本文研究目的在於應用氣壓隔震原理，設計一自行車氣壓式避震座桿。不同於一般避震座桿處在於其內部封存高壓氮氣，以氣體彈簧取代彈性係數固定之鋼線彈簧；此外座桿內設有節流孔道，當避震座桿運動時，氣體於節流孔道內流動產生氣阻，以達吸震緩衝之效果。再透過數學模型之建立及電腦模擬得到避震器性能曲線，以降低自然頻率下路面傳至座墊運動量為目標，進而決定各設計參數規格。
本文最後，藉由避震器測試實驗台以及自行車避震測試台的建構，分別將油氣混合式避震座桿以及本文設計之氣壓式避震座桿置入傳統自行車架，將實際量測結果與模擬結果互做印證及比較，以完成本文所設計氣壓式避震座桿之測試與研究。

The purpose of this research is applying the principle of pneumatic vibration isolator to design an air suspension seat post. Different from the ordinary, the air suspension seat post is sealed in high pressure nitrogen in order to replace the copper wire spring whose coefficient of elasticity is constant with the air spring. When the air suspension seat post works, gas flows in the inside narrow orifice and causes resistance to obtain the effect of absorbing the shock. Furthermore, through the setting-up of the mathematics model and the computer simulation to get the shock absorber characteristic curve, for the purpose of reducing the amount of exercise of the seat at natural frequency which is transmitted from the road surface, and then determine every design parameter specification.

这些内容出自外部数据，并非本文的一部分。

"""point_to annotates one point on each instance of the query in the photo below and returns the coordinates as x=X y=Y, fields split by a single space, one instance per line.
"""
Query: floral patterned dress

At last, rely on the shock absorber tester and the bicycle suspension tester are constructed, examining the experiment and simulation result of the air suspension seat post into a bicycle frame and comparing with the hydro-pneumatic suspension seat post to complete the research.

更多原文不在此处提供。